Most of the earthquakes I’ve experienced while here in Berkeley have happened at night and, although they jolt me awake to that state of unnatural attentiveness that’s not quite sure whether to run or hide, it’s hardly the best time for considered reflection.
But last night, seated at the dinner table, when the world bucked and swam I realised that my first feeling was betrayal. Betrayal and affront at the unfairness of it. Just about to tuck in to a good meal and here’s the earth itself disturbing me. Shouldn’t happen. Shouldn’t be.
And I realised that the same reaction is there even in the middle of the night—some chance of sleeping now! Some things just shouldn’t be. Even when the event itself is harmless I feel betrayed. The earth should sit still. Vertical should stay vertical. We have an eye for justness, for rightness, for the way of things.
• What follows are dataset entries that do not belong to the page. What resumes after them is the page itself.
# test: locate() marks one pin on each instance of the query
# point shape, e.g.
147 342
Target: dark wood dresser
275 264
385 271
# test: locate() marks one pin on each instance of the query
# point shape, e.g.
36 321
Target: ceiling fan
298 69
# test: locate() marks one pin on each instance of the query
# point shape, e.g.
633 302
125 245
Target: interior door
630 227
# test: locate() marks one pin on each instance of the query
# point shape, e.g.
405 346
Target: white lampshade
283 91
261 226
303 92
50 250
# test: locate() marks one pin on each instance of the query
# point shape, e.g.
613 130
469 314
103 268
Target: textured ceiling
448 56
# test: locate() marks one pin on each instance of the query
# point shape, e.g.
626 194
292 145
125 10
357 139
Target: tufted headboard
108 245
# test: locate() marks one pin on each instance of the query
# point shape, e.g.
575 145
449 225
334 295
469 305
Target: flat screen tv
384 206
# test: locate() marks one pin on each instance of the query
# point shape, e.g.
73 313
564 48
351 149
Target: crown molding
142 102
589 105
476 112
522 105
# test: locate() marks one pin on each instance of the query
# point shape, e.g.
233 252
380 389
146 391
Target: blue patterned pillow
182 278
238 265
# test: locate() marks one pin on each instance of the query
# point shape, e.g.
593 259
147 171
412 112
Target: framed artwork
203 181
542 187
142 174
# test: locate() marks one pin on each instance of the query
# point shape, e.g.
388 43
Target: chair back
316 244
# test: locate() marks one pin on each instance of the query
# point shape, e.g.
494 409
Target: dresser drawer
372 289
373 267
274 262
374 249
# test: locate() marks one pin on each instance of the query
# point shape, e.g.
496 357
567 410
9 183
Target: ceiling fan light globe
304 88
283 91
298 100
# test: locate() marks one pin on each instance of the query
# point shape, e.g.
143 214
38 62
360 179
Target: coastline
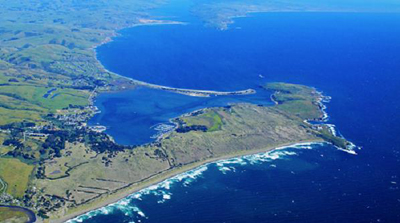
113 198
170 173
189 92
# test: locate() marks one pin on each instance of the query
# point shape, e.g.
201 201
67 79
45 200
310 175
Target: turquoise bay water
352 57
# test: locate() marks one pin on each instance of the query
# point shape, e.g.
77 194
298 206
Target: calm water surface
355 58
Jotham’s got a good eye. Even setting aside his personal investment in the downfall of Abimelech he’s got a good point. One we should bear in mind as our political parties strut their stuff. The last person we should trust to rule us is the guy who wants to. Now Abimelech’s got a good argument too. Isn’t it better to be ruled by one person than by 70 squabbling brothers? But Jotham’s got affront on his side and the gut-knowledge that this is not the way things should be. And it gives him the courage to put words into God’s mouth in his propaganda poem we heard today. And the text goes on to say that God agreed with Jotham and Abimelech met an early downfall.
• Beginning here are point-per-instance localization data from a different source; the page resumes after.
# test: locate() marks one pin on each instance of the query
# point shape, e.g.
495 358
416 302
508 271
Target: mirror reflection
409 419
But what happens when the adversary is not a murderous politician but the living God? The day labourers of the gospel are pretty much at the bottom of the heap—lower than slaves—and eke a living—if they manage it at all—one day at a time. Relying on law and custom to see them through to the next day. So when some screwy landowner gets it into his head to play Mr. Generous it must seem like the end of the world. A real economic earthquake ready to smash what little security they have. This is not the way it should be. And to have God take the landowner’s part is a betrayal. It isn’t fair. But maybe the way the world is, isn’t fair either. Maybe God can see that better than we. They way we organise our labour, the way we let ourselves be governed, the way we treat the poor. Not fair. Maybe God feels betrayed. Feels affronted that so much good is squandered and, in the way things are, so much evil is acceptable. But what’s a deity to do about it? When earthquake, fire and flood are ruled out what does God have left to turn the tide? When God doesn’t get what God wants … just what can God do about it?